The Respawn Project

I’ve been caught, I was at least. TRP, that’s what they called themselves, The Respawn Project. They warned me before, but then, I only thought of it as a joke, a prank, but, it is real. Dammit how could I be so blind. They took me, dragged me out, tossed me in the desert with a camera. They wanted to watch me freeze or burn, or worse, live to tell. They wanted to see what happens when someone pushed too far gets back on their feet. How the hell is it that I’m alive. Please I just wished that I believed them, now I am one of them, I am the piece. The Desert Is Clear wasn’t just a normal casual scare. How can I keep this moving, all these horrors. The blood on their tiled floors, the tests, all those tests. Who were they. Dammit I hate imagining it.

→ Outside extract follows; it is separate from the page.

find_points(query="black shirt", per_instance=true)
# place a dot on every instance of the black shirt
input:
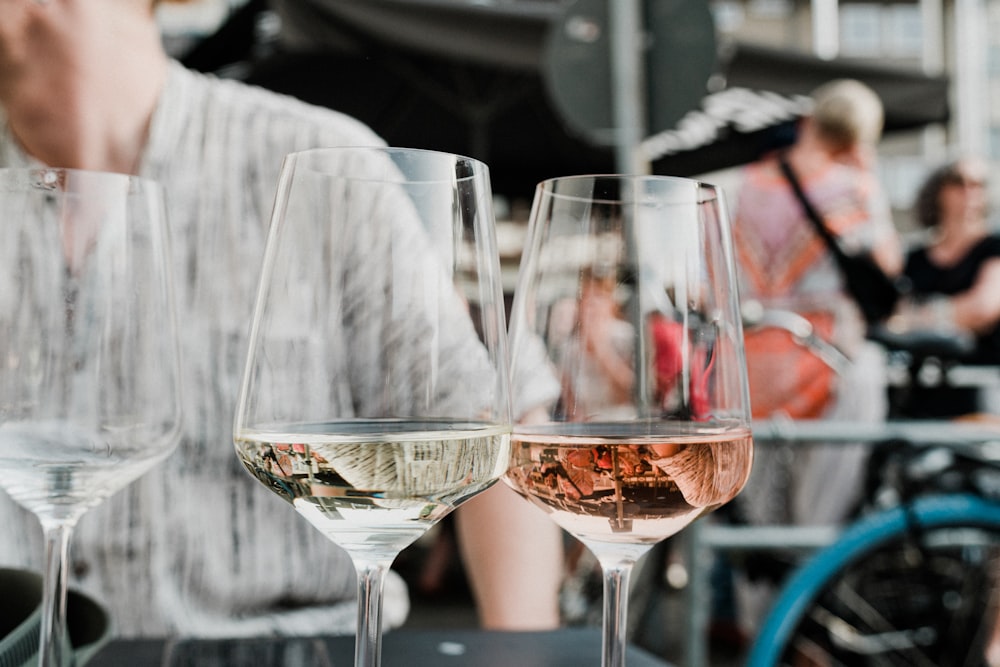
(928, 279)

I was walking to get my cheap weed down at the corner, yeah it’s legal but super expensive, not like how I remembered. I went down and there was a hooded man, I just thought it was my guy, but he turned around and the face, he was all mutilated, he had no face, what WAS that thing, it was still alive, barely, just gagging, but he fell and once his body hit the ground, so did I.

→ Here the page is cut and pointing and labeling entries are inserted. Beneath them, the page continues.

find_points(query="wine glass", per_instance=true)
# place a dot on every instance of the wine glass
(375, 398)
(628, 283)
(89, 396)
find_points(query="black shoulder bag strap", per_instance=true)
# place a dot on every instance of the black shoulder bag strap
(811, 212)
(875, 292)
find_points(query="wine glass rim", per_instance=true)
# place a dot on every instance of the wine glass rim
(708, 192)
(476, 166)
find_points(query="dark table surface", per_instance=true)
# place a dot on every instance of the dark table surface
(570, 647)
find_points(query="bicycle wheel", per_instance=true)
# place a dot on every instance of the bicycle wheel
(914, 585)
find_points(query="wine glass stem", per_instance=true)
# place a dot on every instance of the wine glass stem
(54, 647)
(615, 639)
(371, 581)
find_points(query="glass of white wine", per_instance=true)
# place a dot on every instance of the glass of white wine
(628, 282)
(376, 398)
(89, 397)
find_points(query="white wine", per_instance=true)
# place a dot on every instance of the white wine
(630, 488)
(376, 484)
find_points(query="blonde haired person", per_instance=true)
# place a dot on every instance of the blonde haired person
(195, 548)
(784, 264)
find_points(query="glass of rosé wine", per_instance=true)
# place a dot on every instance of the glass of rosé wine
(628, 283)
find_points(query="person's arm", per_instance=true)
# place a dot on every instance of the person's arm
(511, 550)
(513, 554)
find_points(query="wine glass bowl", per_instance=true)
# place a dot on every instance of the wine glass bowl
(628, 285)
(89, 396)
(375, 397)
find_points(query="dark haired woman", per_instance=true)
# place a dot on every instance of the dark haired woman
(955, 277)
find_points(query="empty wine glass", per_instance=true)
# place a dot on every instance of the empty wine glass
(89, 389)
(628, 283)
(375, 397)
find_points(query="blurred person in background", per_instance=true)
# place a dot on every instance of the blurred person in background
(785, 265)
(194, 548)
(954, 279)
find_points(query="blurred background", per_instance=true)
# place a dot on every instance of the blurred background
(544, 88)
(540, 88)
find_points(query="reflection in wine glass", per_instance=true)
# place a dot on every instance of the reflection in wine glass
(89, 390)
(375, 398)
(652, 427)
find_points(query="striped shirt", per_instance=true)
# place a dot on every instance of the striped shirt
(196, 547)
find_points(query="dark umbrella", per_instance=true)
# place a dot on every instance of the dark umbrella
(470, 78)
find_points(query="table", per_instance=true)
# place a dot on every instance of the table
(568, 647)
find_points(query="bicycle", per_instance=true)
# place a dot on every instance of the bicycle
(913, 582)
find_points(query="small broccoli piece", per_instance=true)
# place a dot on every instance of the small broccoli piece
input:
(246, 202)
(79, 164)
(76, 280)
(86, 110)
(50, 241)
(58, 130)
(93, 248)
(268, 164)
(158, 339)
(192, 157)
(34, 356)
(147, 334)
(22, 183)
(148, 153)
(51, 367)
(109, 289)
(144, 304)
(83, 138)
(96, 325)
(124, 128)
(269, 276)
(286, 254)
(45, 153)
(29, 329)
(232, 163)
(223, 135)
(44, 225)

The next thing I remember I had myself strapped to a bed, it looked like an ambulance stretcher, but I was stuck, my upper half barely sitting up. But I looked around and I swear it looked like something from SAW, just a room with pipes and tiles, broken and water leaking everywhere, it was hell, there was a double door entrance, cameras pointed from every corner towards me, in the damn center.

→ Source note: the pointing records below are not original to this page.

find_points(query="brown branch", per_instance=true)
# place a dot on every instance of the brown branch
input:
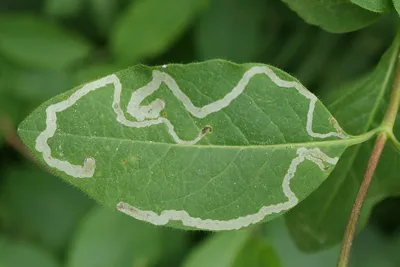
(387, 130)
(358, 203)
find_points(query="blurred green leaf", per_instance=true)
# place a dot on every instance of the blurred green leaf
(374, 250)
(370, 249)
(41, 206)
(333, 15)
(104, 14)
(108, 238)
(219, 250)
(257, 252)
(396, 4)
(21, 254)
(31, 41)
(279, 237)
(39, 85)
(375, 5)
(232, 29)
(233, 249)
(63, 8)
(319, 221)
(149, 27)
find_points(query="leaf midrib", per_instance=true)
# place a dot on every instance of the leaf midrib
(347, 142)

Some big guy in a black KKK dress walked through after I woke up, it looked f*****g scary, I didn’t see his face, but I knew he was interested me. He had a pair of locking pliers in his left hand, then he walked over to me. He told me to remain quiet and be cooperative, otherwise he would have to make it harder for me. He told me to open my mouth, I just squinted my eyes, staring at him, he asked again, but he just looked at the camera for a hammer, I started whining and mumbling, then opened it shakingly. He told me to be good and it would be done faster, he took the pliers and stuck them in my mouth, opening it wider. He then started to rub my neck and went down to my stomach, I felt like I was about to vomit, he raised the back part to make me sit up fully then that’s when it happened, I vomited all over my clothes and chunks of black substances came out. He reached into the vomit right after and pulled something black and fast, it was some kind of insect, I saw it with tears coming out of my eyes. He pulled out the pliers and I vomited again. WHAT THE HELL WAS THAT THING!? WHAT WAS IT DOING INSIDE ME, GOD IS THERE MORE!? Where am I and what the hell is going on, is this some kind of nightmare, am I hallucinating, am I insane?! God that the f**k was that thing.

“See, you are more than usual, maybe even bi-usual, you’re the most interesting thing I’ve seen Mr. Wolf” He told me, in those words. God he was insane, and he knew who I was, what the hell kind of crackhead is he. He then knocked me out with some kind of gas, smelled like alcohol. “Keep a smile on your face, you’re better than others y’know.” Those were the words I heard before I fell unconscious and the next thing I knew, I woke up in a desert, a camera tied around my neck, attached to a necklace. I wondered for hours until I found a desert park ranger, I told him I went jeeping and broke down, couldn’t find my way back to camp. He drove me to the nearest camp, there I met a few people headed to a town near mine, I was grateful to get help from them, they drove me back and I’m now telling you, this is where I’ve been for a couple months. I want to bring light to what The Respawn Project is, and this is the only way I know how, I’m sorry to drag you all into this. I still think of that bug, what was inside me, god dammit. I need time.

~P.M. HorrorWolf

  • Lukmin

    I think the story isn’t very good. The plot isn’t explained well enough, and the ending is boring without pay-off, it raises questions that never get answered like, why were bugs in him, or why are people getting kidnapped, who is the man with the pliers? It’s okay to be ambiguous, but you should answer some questions to keep it interesting. The main character is bland also, something I find strange is the overuse of swearing, cursing is fine, but it is said in an awkward way. And sadly I don’t like of the many of the content in this story. These are just a few suggestions to consider when making your next story, I hope to see you improve in the future!

    • Sierraa

      agreed. there is just not enough detail or information at all. there’s no point.

  • Yaboi

    Very good writing with such good context, characters, mistakes, of course, more at the introduction, but totally RUINED by the end, rushened to total failure, possible masterpiece ruined, I say it again, great initiative, good ideas, it hurt me to see how bad it became. 4.7/10 because of the start. WRITE IT AGAIN MAKE IT GOOD, LONG, LIKE IT NEEDED IT TO BE, PLEASE.